Nei giorni successivi ricevetti una montagna di biscotti e biglietti di auguri, la maggior parte da persone di cui conoscevo a malapena il nome.
Persino la Beilys, la peggior vicina di casa che ti possa capitare, mi fece un regalino – se così lo vogliamo chiamare – di BENTORNATA.
Era un bocciolo di rosa bianca, con uno di qui bigliettini che si trovano al supermercato per 50cent, ma mi fece piacere ugualmente.
Presto però riaffiorò con prepotenza il ricordo di GAB – le rose bianche erano le sue preferite – e così piombai di nuovo nella tristezza.
Mi sentivo così sola senza di lui: era l'unico che mi capiva, l'unico che mi conosceva veramente ma soprattutto l'unico che AMAVO.
Ma questo purtroppo non l'avrebbe mai saputo. Scese la notte e come al solito non riuscivo a dormire.
Avevo paura che se avessi chiuso gli occhi di nuovo mi sarei ritrovata in quell'oscurità che fino a qualche giorno prima mi teneva intrappolata impedendomi di risvegliarmi, e non sarei più riuscita ad uscirne.
Poi però, esausta, crollai.
Più i giorni passavano, più mi rendevo conto di quanto la cose fossero cambiante da quel giorno in cui, in preda alla disperazione, tentai invano il suicidio.
Sul mio corpo i segni delle mie decisioni, due cicatrici che non passavano certo inosservate.
Quando incrociavo una persona per strada, questa non mi trattava più come prima: mi guardava con occhi diversi, colmi di tenerezza, di tristezza, di compassione.
Qualcuno aveva persino iniziato a chiamarmi "la sopravvissuta " ed ogni volta sentivo una pugnalata al cuore.

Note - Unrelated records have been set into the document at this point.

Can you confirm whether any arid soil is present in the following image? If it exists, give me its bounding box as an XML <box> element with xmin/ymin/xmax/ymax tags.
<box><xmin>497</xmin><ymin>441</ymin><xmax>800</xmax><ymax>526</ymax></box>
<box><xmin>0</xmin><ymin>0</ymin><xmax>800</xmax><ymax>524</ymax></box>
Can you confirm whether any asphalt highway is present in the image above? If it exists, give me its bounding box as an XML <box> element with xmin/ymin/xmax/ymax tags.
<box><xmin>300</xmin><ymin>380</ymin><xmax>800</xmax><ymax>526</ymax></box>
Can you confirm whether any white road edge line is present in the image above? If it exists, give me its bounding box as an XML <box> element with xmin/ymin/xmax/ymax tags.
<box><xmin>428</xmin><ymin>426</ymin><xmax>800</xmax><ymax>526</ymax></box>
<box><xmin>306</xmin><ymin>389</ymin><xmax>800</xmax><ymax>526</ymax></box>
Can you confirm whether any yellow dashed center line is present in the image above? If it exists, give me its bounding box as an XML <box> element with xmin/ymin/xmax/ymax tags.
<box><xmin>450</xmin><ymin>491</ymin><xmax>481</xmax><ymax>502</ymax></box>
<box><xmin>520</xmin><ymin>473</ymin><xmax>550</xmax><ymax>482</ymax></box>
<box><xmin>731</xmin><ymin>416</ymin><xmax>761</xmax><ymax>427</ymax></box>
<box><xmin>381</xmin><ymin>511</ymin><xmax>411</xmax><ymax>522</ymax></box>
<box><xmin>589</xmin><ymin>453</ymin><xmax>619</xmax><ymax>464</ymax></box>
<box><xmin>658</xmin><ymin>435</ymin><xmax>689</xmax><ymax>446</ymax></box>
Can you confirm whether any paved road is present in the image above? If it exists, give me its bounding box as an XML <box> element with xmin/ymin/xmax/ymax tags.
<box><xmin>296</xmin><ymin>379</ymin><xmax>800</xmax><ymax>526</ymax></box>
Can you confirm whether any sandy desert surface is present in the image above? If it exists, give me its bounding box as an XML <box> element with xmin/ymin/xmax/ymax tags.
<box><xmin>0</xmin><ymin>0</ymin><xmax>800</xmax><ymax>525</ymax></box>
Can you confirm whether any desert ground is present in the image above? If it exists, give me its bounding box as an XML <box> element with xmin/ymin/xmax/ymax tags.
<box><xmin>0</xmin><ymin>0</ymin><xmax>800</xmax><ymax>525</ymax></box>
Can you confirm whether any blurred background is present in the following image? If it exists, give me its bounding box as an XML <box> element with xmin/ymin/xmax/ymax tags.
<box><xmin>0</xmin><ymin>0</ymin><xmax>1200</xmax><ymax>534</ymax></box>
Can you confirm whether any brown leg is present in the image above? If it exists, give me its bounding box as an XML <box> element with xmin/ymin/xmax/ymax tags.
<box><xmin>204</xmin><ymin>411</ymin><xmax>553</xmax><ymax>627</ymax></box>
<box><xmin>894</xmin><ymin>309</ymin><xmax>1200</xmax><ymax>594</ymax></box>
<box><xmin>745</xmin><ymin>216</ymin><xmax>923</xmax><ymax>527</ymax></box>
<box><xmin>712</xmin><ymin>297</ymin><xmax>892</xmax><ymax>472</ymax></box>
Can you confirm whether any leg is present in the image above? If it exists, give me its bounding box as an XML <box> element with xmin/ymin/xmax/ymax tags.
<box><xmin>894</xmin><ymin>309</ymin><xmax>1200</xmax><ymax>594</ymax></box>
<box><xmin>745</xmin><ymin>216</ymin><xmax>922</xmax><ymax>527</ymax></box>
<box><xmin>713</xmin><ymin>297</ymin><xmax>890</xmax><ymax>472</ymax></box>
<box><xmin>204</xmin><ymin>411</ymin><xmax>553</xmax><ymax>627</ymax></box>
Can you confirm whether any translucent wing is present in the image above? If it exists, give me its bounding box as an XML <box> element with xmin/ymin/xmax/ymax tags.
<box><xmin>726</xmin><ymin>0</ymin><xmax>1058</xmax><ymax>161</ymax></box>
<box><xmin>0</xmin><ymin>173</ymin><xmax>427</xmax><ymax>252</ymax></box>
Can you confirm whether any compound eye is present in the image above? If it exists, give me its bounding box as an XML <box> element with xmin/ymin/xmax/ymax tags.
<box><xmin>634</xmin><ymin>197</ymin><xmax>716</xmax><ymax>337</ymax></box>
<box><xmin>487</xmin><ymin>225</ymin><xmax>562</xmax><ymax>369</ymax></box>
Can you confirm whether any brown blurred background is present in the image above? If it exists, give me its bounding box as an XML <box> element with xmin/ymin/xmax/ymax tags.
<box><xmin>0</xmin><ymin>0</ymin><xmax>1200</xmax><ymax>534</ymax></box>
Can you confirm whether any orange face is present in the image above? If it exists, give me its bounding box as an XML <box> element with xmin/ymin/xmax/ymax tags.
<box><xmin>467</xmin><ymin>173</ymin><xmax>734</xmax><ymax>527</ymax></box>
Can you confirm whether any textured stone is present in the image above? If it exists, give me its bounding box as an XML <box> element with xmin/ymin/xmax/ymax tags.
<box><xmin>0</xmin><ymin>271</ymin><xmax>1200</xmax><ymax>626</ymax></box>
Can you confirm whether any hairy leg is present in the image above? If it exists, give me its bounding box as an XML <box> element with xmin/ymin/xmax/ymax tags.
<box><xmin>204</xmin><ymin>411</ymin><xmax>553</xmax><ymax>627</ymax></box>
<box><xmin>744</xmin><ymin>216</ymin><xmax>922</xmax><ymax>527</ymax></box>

Nessuno aveva idea di cosa avessi passato, di quanto disperatamente avessi lottato per rimediare al mio errore.
Anche mia madre, nonostante cercasse di non darlo troppo a vedere, era cambiata.
Evitava i miei sguardi, mi parlava a stento.
Certo, mi amava ancora, ma lo faceva in un modo diverso, come si fa con un cucciolo ferito.
L'unica a non essere cambiata era Sarah.
Era sempre solare, sorridente, come se nulla fosse accaduto.
Cercava di tenermi su di morale, scherzava con me e mi dava coraggio sostenendomi mano nella mano giorno dopo giorno.
Purtroppo però, quando restavo sola, il mio pensiero tornava a Gab, il mio primo ed unico amore, e sprofondavo di nuovo nella tristezza.
<< Signora Steel, mi spiace doverle dare questa notizia, ma temo che sua figlia soffra di un disturbo da stress post-traumatico>>.
Queste furono le esatte parole che uscirono dalla bocca della Dott.ssa Jane, la psicologa alla quale mia madre – ovviamente contro la mia volontà – aveva deciso di rivolgersi nella speranza di farmi tornare quella di sempre: voleva riavere indietro sua figlia.
Ma questo non era più possibile: non potevo essere come prima! O forse non lo volevo.
Alla Dott.ssa Jane bastarono solo poche sedute per giungere a quella stessa conclusione.
Devo ammetterlo, era davvero in gamba.
<< Puoi aspettarci fuori dallo studio – disse lentamente mia madre, le lacrime che le rigavano il viso – arrivo subito>>
Ubbidii, ma chiusa la porta, invece di ritirarmi in un angolo, appoggiai l'orecchio al legno e rimasi in ascolto.
Infondo che male c'è... stanno pur sempre parlando di me.
<< Signora – disse la psicologa con tono triste – le condizioni di sua figlia sono più preoccupanti di quanto inizialmente pensassi. E' fragile come una foglia, dorme a stento e tende ad isolarsi dalle persone a cui tiene di più, quelle a lei più vicine. Credo che sia una specie di punizione auto-inflitta >>
Continuò a discutere con mia madre per una decina di minuti, poi abbassò la voce, come se sapesse che stessi ascoltando.
Dovetti concentrarmi al massimo per sentire cosa diceva.
<< Lo so bene che è sconsigliato per una ragazzina della sua età, ma nello specifico caso di sua figlia, credo sia l'unica soluzione possibile. Non dimentichiamo che ha persino tentato il suicidio non molto tempo fa >>
Nel preciso istante in cui pronunciò quella frase, mi guardai involontariamente i polsi e avvertii un fastidioso bruciore, come se le cicatrici stessero pulsando.
Non fui più in grado di seguire la conversazione, solo alcune frasi.
Prima che mia madre uscisse dallo studio della psicologa le udii pronunciare quelle parole che mi colpirono come un pugno allo stomaco.
<< Se non c'è altra soluzione ne parlerò con lei, ma non so come potrà reagire>>
Che diavolo avete in mente pensai preoccupata.